Chupacabra Question

A reader writes:

Hey Jimmy – I pretty regularly frequent your blog (and
voted for it as well), but I must get something
cleared up right now: I hope I wasn’t just being
gullible when I accepted your chupacabra blog as a
real story. I took it as fact, but now am not sure if
that was one of your tongue-in-cheek articles. I
forwarded that link to some of my friends who are
laughing at me. They say it’s like something out of
those zany tabloids that doctored up the pictures with
computer modifications. Am I this naive? Please tell
me if that whole thing was a hoax. I told them I got
it from a credible source.

FIRST, HERE’S THE LINK TO THE ORIGINAL POST.

This was definitely not a hoax, at least not on my part. Whenever I do a tongue-in-cheek post, I try to signal what I’m doing by dragging the (fictional) newspaper The Daily Planet into it. If I attribute something to the Daily Planet, that’s the signal that I’m doing humor. Thus, for example, I may run a real press story at the top of a post and then have a Daily Planet comment on it at the bottom.
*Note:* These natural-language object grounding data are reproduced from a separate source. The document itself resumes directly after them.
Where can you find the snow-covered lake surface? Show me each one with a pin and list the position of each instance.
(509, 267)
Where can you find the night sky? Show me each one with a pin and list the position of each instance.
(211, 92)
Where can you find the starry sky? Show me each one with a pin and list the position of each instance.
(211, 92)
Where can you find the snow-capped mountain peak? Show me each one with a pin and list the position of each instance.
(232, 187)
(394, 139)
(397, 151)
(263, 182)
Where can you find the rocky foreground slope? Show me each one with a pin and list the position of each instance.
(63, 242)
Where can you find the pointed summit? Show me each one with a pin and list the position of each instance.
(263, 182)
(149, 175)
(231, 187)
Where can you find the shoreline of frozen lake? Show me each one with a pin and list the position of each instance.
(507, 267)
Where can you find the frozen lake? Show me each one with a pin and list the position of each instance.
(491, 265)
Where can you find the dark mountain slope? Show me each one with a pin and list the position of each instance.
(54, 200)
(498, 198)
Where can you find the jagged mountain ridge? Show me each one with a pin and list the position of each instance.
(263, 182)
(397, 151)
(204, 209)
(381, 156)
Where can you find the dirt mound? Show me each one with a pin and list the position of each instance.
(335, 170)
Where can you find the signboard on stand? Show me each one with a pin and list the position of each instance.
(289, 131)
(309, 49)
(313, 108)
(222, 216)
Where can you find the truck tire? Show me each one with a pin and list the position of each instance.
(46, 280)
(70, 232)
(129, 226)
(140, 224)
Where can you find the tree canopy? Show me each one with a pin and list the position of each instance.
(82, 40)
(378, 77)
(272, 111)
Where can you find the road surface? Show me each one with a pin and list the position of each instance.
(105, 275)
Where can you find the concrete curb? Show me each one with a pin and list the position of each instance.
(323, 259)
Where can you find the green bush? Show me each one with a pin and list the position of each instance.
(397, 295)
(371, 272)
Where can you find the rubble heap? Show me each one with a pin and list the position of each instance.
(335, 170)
If there is a hoax in this case, it’s on me, too, but I don’t have evidence at this point that there is a hoax. I always do due diligence to try to verify what I’m reporting from multiple sources. I don’t usually link all the sources I check, but check several of several different types.

In this case, the first page I linked was to a story hosted on the web page of the San Antonio NBC affiliate WOAI (Channel 4) (and its sister radio station of the same name), which is a real station listed in the yellow pages.

That story contained these pictures:

Chupacabra2

These images are confirmatory to the other images linked.

The second page I linked was to Linda Moulton Howe’s web page. Linda Moulton Howe is a reporter who has reported on the weird for years and who spoke to some of the individuals who were involved in one of the incidents. She also provides copious (graphic) pictures that seem excessive if someone was doing a hoax and that certainly look like a real creature.

Others are also taking this seriously.

So while I can’t tell you that I’ve seen the thing with my own eyes, I can say that I’ve done my best to verify that the things are real live dead critters that got shot in a couple of towns in Texas.

Whether it’s the basis of the chupacabra legend, I couldn’t tell you, but it is weird looking.

MORE INFO (AND PICTURES) HERE.

Author: Jimmy Akin

Jimmy was born in Texas, grew up nominally Protestant, but at age 20 experienced a profound conversion to Christ. Planning on becoming a Protestant seminary professor, he started an intensive study of the Bible. But the more he immersed himself in Scripture the more he found to support the Catholic faith, and in 1992 he entered the Catholic Church. His conversion story, "A Triumph and a Tragedy," is published in Surprised by Truth. Besides being an author, Jimmy is the Senior Apologist at Catholic Answers, a contributing editor to Catholic Answers Magazine, and a weekly guest on "Catholic Answers Live."

13 thoughts on “Chupacabra Question”

  1. Looks kinda like a Tasmanian wolf or similar thylacine, to me. Even the coloration is there.
    http://www.naturalworlds.org/thylacine/
    If it really is a Tasmanian wolf, even a mangy sick one, I’ll be so chuffed…I always thought they were cool. The dentition pictures comparing thylacine and wolf do look suggestive.

  2. i think that the chupacabra is an alien, but not the alien that is visiting here. i think if aliens had the same problem on their planet with these damn things, that they dropped them off here. but when we find them, we’ll drop all our annoyances on there planet, like Oprah, and John Kerry. well, do you know were i can get a good pic of one, when i am older i want to catch one myself.

  3. Well, if all these things are cyotes with mange, i guess they are going extinct, sniff sniff, good bye fair cyotes, we’ll all miss you. o god, i think ill go cry in my room now. okay, well, who’s up for some KFC?

  4. Look, Pa! I’m gonna catch me some chupicabrara and make mes a FINE stew! Yeehaw. Just kidding. I definintly don’t think thats a chupacabra. nooo way.

  5. this looks like a mexican hairless dog to me….otherwise know as Xoloitzcuintli or XOLO, or at least some related breed!! i have three of these, they r not killers though!

  6. Um excuse me, that is NO cyote sick or not! My fiancee kills cyotes all the time, and brings the carcass’ home. In no way, shape, or form is that a cyote or fox for that matter. I think it is a species we have yet to discover. What if it IS what locals claim to have been killing their small livestock (that they so happened to call Chupacabra). Wake up people this is not impossible, new species are discovered everyday!

  7. DUDE SWEET PICS AND SWEET INFO…..im in love with research about the chupacabra!!!!